Al recente forum “La Roadmap del futuro per il Food&Beverage” organizzato da The European House –Ambrosetti si è parlato anche del mercato dei prodotti tipici italiani imitati per cui il consumatore straniero è ingannato.
Senza questo fenomeno, il cosiddetto Italian sounding, il valore dell’export agroalimentare italiano potrebbe raddoppiare dagli attuali quasi 59 a ben 119 miliardi di euro. Nel 2022 il fenomeno complessivo che comprende l’utilizzo di denominazioni, riferimenti geografici, immagini, combinazioni cromatiche e marchi che evocano l’Italia su etichette e confezioni di prodotti agroalimentari non italiani nel mondo, è stato pari a 91 miliardi di euro. Di questi si stima che 60 riguardino direttamente i consumatori stranieri che realmente desiderano acquistare prodotti Made in Italy ma sono ingannati da queste azioni di marketing.
Le esportazioni italiane
Fortunatamente nel frattempo le esportazioni italiane crescono: l’ultimo anno si è chiuso con un incremento del 15,3% per i prodotti agroalimentari dal nostro Paese. Si tratta della crescita più importante registrata dal 2000. Come descritto nel rapporto di The European House-Ambrosetti l’Italia vanta oggi il primato come esportatore nel mondo di polpe e pelati di pomodoro (76,7% sul totale dell’export mondiale), di pasta (48,4%), di castagne sgusciate (32,6%), di passate e concentrati di pomodoro (24,2% del mercato) e è al secondo posto per vino, formaggi freschi, kiwi, liquori, mele e nocciole.

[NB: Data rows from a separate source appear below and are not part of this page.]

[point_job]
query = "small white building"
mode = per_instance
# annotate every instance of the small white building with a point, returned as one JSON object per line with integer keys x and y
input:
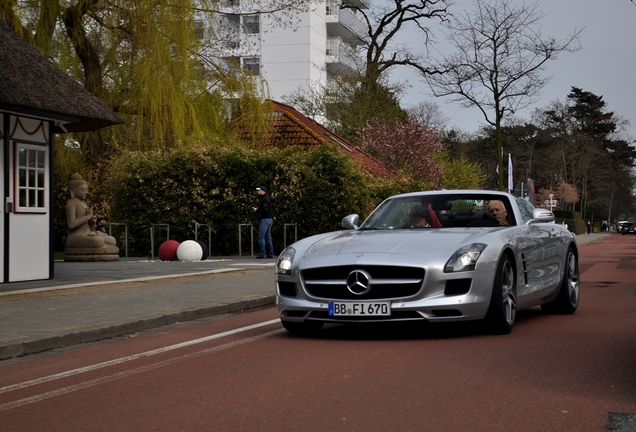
{"x": 323, "y": 43}
{"x": 37, "y": 100}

Tra i fattori che limitano l’ulteriore crescita delle nostre esportazioni, oltre la nota frammentazione del settore, composto per l’85,4% da piccole imprese, c’è appunto il deleterio fenomeno dell’Italian sounding.
Come recuperare i miliardi “sottratti”?
Ambrosetti e ISMEA ipotizzano 3 possibili scenari per riconquistare gli spazi occupati dalle imitazioni dei prodotti tipici italiani.

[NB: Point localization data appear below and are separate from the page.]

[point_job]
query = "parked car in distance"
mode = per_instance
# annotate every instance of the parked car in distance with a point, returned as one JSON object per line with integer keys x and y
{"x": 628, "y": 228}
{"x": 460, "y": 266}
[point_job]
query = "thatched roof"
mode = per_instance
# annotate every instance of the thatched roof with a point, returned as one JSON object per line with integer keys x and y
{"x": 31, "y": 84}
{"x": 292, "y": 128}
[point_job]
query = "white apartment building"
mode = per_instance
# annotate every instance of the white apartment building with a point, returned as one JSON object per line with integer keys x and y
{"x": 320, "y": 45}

Raddoppiando il tasso di crescita degli investimenti attuali servirebbero 27 anni per convertire l’Italian sounding in nuovo fatturato, e quindi export, delle imprese italiane. Raddoppiare, invece, il tasso di crescita degli investimenti, ma anche la loro produttività puntando su innovazione e digitalizzazione, dimezzerebbe quasi i tempi, a15 anni. Nel terzo e migliore scenario al raddoppio del tasso di crescita di investimenti e produttività si aggiunge l’impulso dei fondi del PNRR. In questo caso si potrebbe arrivare entro 11 anni all’obiettivo prefissato di “trasformare” i 60 miliardi di vendite Italian sounding in export agroalimentare effettivo.

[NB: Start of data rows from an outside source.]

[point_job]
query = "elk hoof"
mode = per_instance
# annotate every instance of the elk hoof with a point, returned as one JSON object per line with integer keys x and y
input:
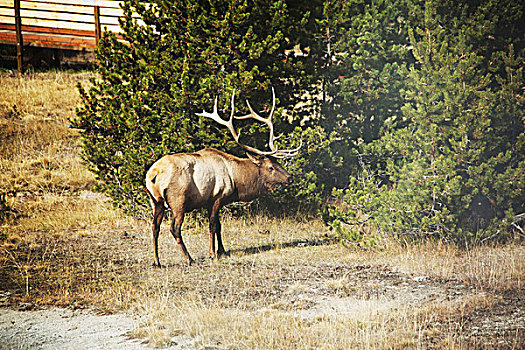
{"x": 221, "y": 253}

“Abbiamo realizzato un vero e proprio manifesto per contrastare l’Italian soundingha”, spiegato Benedetta Brioschi Associate Partner e Responsabile Food&Retail, The European House – Ambrosetti. “Con azioni concrete finalizzate a consolidare il ruolo dell’Italia come Paese di riferimento nello sviluppo delle eccellenze per far vivere meglio il mondo. È necessario attrarre investimenti produttivi nel settore agroalimentare italiano per incrementare la capacità di assorbimento dell’Italian sounding, aumentare la consapevolezza dei consumatori stranieri sulla qualità del made in Italy e comunicarlo con efficacia.
Non solo, l’educazione del consumatore deve essere un aspetto fondamentale così come una concreta riduzione delle barriere tariffarie doganali o l’introduzione di meccanismi di disincentivazione alle indicazioni fallaci. Le aziende del settore Food&Beverage devono avere la possibilità di rafforzare la competitività internazionale, magari sostenute da ambasciatori del made in Italy. Non ultima l’adozione di soluzioni che consentano la tracciabilità dei prodotti e avviare un processo di internazionalizzazione della filiera della Distribuzione Italiana”.